About the data
The Crossref Event Data is centered around Events, but contains supporting data and metadata:
- Events record activity around registered content.
- Evidence Records provide an evidence trail for Events.
- Artifacts show some of the inputs that were used and feed into Evidence Records.
- Evidence Logs document the behavior of the system.
This section describes in detail exactly what data exists in Event Data, and what you should bear in mind when using it.
Each Event represents a single observation. It contains a subject-relation-object triple and also has other supporting fields and metadata that indicate how, why, where, and by whom the Event was created. In order to communicate all the relevant information, it's necessary to deliver data on this level of detail.
We track connections as they occur between objects, so you may wonder why the Event Data service is presented as a sequence of Events rather than a graph database of relations like, for example, Facebook's Graph API. There's two good reasons:
Firstly, we're observing a constantly changing web. We want to be able to provide all of this information to our users, and the best way to do this is a constant stream of Events that describe new links. If we stored the Events in a graph store it would be in a constant state of flux, with no way to let our users be confident that they have the entire data set at a given point in time. You are welcome to build your own database using the Event stream.
Secondly, there are many ways that Event Data could be modeled into a graph database. Choosing exactly how to do this involves interpreting the data, which is something we do not do. This subject is covered in depth in the Event Data as a Graph Data Structure page.
Because of this we present Event Data as a series of Events and you can decide if you want to create other representations in your own application. The Query API gives you the flexibility to scan over all data, or only to get those Events that were collected since your last visit.
The API also allows you to make queries like "all Events for this DOI" or "all Events for this tweet". The results for these queries will change over time.
Where we look
Data comes from different sources, via different routes. For some sources, like Crossref metadata and DataCite metadata, we receive Events directly from the source. For others, we operate an Agent to go and look for Events.

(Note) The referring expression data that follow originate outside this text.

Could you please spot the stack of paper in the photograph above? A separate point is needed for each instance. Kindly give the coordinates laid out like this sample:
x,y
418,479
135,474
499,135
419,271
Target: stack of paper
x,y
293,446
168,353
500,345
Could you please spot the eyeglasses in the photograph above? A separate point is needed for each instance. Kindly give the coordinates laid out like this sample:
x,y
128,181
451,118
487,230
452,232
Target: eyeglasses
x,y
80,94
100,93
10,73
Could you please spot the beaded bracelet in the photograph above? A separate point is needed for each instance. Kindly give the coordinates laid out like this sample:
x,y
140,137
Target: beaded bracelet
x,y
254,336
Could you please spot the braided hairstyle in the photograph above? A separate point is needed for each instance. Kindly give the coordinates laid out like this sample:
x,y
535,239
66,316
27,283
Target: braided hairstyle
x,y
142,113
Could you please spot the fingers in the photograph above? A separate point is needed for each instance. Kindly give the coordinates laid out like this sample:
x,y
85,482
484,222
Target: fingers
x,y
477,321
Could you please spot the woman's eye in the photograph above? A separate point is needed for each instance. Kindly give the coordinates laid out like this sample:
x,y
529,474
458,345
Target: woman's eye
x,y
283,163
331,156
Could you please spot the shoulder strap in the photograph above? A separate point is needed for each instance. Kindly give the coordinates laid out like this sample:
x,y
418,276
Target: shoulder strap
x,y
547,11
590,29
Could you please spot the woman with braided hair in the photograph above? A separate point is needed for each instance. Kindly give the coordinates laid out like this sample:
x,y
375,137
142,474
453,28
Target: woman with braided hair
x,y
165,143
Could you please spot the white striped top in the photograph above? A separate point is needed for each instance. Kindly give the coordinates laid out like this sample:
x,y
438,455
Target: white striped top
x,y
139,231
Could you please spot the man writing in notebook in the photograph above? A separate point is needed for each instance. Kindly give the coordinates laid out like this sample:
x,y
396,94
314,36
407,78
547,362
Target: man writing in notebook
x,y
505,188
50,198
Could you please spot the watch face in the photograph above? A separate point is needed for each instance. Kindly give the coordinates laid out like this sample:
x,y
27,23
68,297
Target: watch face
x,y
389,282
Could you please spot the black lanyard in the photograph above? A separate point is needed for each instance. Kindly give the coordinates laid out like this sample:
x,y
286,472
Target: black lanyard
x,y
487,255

Events from each source go on a different journey to get into Event Data. Each Event provides documentation of its own provenance and links to supporting evidence, where applicable. Because of the diversity of routes by which data enters Event Data, you should consider which sources you are interested in. Each source is individually documented in this guide.
Because Event Data captures links between 'traditional literature' and 'non-traditional literature', the 'subject' of most Events is a webpage and the 'object' is a registered content item, linked via its DOI.
Crossref members already provide reference information for registered content, for example article-to-article citations. This falls under the 'traditional scholarship' category and is outside the scope of Event Data. If the publisher has made it open, this data is available via the Crossref REST API.
"Webpages" represent a wide variety of things, including members' sites. In order to avoid accidentally collecting 'traditional' reference information, all Crossref Event Data Agents avoid websites that belong to our members. We maintain a list of domains that the Event Data Agents will not visit because we know they belong to publishers. This exclusion is done on a best-effort basis.
We also exclude other webpages that we believe are part of databases, library systems etc. As we monitor a potentially limitless set of websites, this with is done with heuristics on a best-effort basis.
Sources and Agents
Event Data is a hub for the collection and distribution of a variety of Events and contains data from a selection of sources. Every Event is produced by an Agent operated by Crossref, DataCite or one of our partners. The Agent is responsible for connecting to an external data source and turning the data into Events. In some cases, the Agent is passing data directly through and in other cases the Agent has to do some work to extract the Event.
The Agents that Crossref operates attempt to co-operate, to prevent the same webpage being visited by two Agents so that they make exactly the same observation. However you may find that a (
object) triple occurs in more than one source. For example, a blog post that's captured by the Wordpress.com Agent might also be included in an RSS feed monitored by the Newsfeed Agent, and might also be captured by the Web Agent. In this case there might be three Events that have the same blog URL subject and DOI object. You will need to interpret this kind of data, for example by de-duplicating duplicates, or by treating duplicates as extra corroboration.
For detailed discussion of each Agent, see its corresponding page.
|What does it contain?
|Dataset citations from Crossref items to DataCite Items
|Dataset citations from DataCite items to Crossref Items
|Links to items on blogs and websites with syndication feeds
|Mentions and discussions of items on Reddit
|Mentions in pages shared on Reddit.
|References of items on Wikipedia
|References of items on Wordpress.com blogs
The following agents have been deprecated and no longer provide events:
|What does it contain?
|The Lens, Cambia
|Citations from Patents
|Links to items on Twitter
|Links of items on web pages
Every data source exists for a different reason, and therefore provides a different style of data. Every Agent operates slightly differently, according to its source. When you consume Events you should be mindful of the source they came from and the Agent that processed them.